SMB for Beginners Part 7: Becoming a "Qualified Buyer"
January 16, 2024
by a professional from Vanderbilt University in Austin, TX, USA
In addition to the #broker #nda, there's one more piece of information most intermediaries need in order to engage #smb #buyers on an #acquisition. For part 7 of my intro to SMB series, I've got advice on how to qualify yourself as a buyer to the sell side. Let's go:
One of the worst possible outcomes of a small business deal negotiation is an acquisition that falls apart because the buyer fails to provide the funds required to complete the transaction. This kind of engagement saps the financial and emotional resources of the seller. As the seller’s main advocate, a good business broker will seek to avoid this situation by weeding out financially-needy buyers at the beginning of the process, before they have the opportunity to build a relationship with the seller.
While this strategy makes sense, it creates a set of conditions that negatively impact aspiring small business buyers, particularly those without substantial financial backing. Here's how to signal that you're a qualified buyer:
1) Bank Statements can go a long way towards demonstrating your financial health if you are planning on funding the down payment on a loan yourself, rather than raising funds from investors. Feel free to keep bank snapshots high level at this initial stage.
2) Proof of Assets: Many buyers won’t necessarily have the entire downpayment for a multi-million dollar acquisition available in cash.

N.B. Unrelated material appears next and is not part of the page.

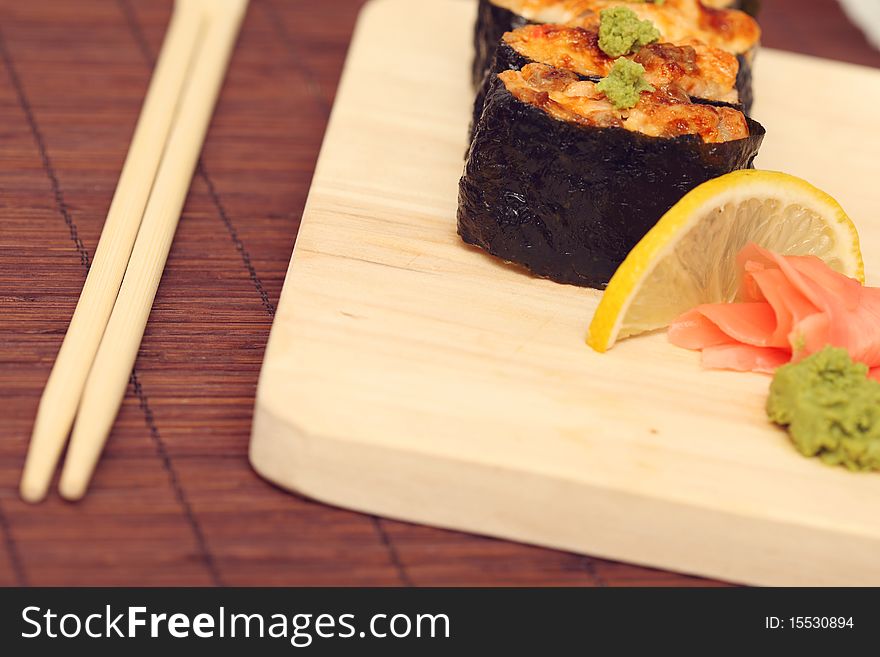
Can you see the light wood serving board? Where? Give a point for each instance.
(413, 377)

If you’re planning on selling investments, providing evidence of the value of these investments can be helpful here.
3a) Letter from a Financial Institution: If you’re going to finance the bulk of your acquisition with a loan, you can share a letter from a bank. However, we've heard from brokers that these letters alone don't carry much weight.

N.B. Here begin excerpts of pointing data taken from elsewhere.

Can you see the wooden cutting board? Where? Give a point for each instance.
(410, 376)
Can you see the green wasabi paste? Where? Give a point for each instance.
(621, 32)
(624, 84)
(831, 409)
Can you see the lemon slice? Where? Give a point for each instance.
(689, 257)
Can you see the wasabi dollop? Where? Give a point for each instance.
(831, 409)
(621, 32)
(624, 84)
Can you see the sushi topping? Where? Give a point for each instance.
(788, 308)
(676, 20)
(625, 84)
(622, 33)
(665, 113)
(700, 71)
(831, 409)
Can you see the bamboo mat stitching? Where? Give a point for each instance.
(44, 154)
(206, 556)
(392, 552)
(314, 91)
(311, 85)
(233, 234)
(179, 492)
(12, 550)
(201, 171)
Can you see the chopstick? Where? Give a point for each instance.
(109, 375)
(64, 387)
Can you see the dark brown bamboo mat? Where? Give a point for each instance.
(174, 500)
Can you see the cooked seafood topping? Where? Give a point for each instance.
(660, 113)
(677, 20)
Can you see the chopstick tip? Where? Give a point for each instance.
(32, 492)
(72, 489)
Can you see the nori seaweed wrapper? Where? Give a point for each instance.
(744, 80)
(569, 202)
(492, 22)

3b) It's more important to explain how you’re looking to structure the financing and providing evidence that a financial institution is likely to lend to you at the needed terms. It can often help to approach more than one bank so you can still close if one falls through.

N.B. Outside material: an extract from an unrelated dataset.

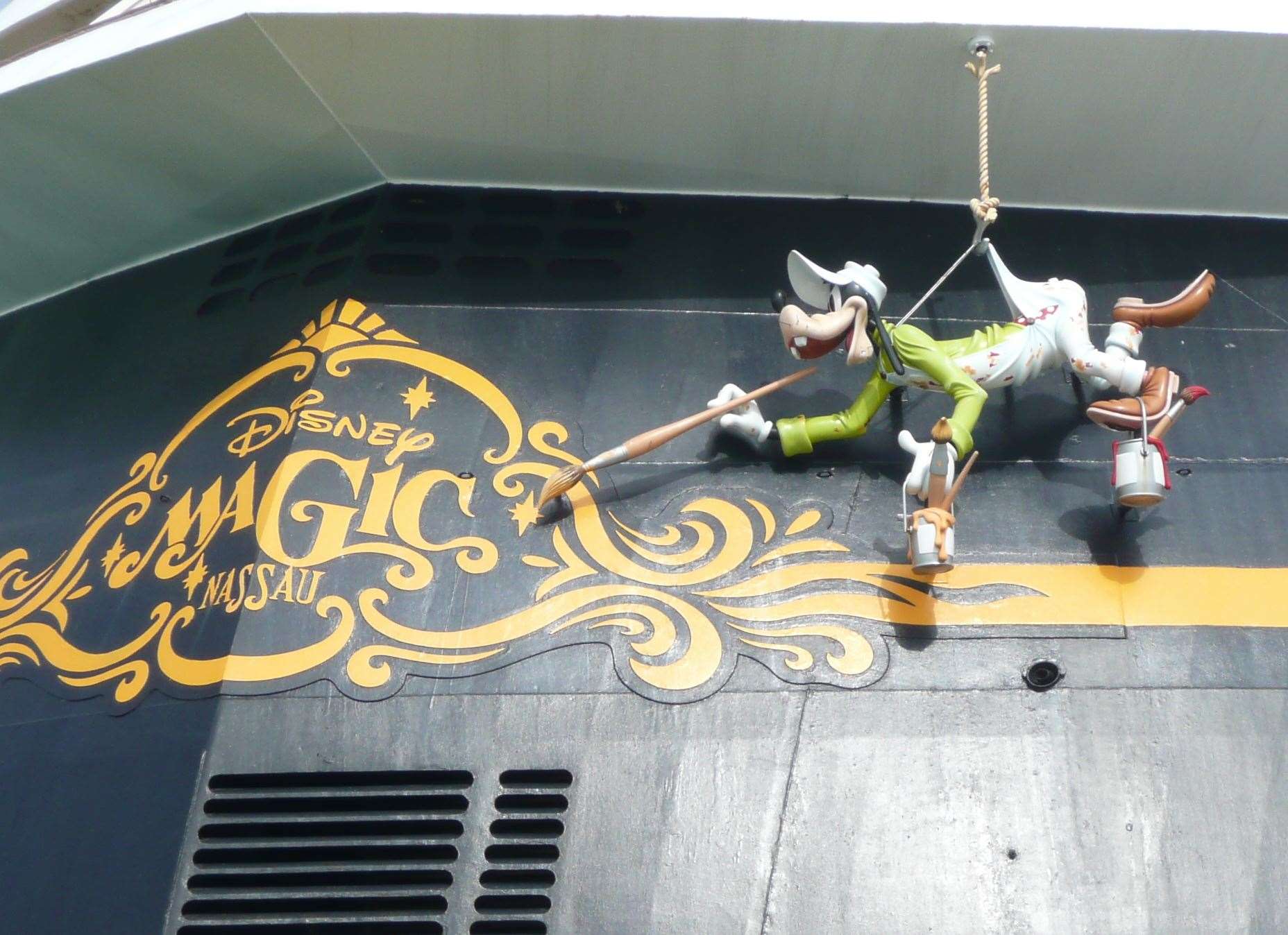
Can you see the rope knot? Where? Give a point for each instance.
(985, 209)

4a) Investor Backing: While being able to raise money from investors for your acquisition is a big win for buyers, most brokers have experienced deals where promised investor funding didn’t come through at close, killing a once-promising deal.
4b) This is especially true for independent sponsors that are relying on untested investors to provide cash at close. You can alleviate concerns by sharing information about the investors themselves, particularly their track record investing in the SMB space.
Ultimately, it might be difficult for buyers to provide all or even some of this documentation. Remember that there are no absolutes in SMB acquisitions: you can try to overcome a “weakness” in one area by demonstrating strength in another.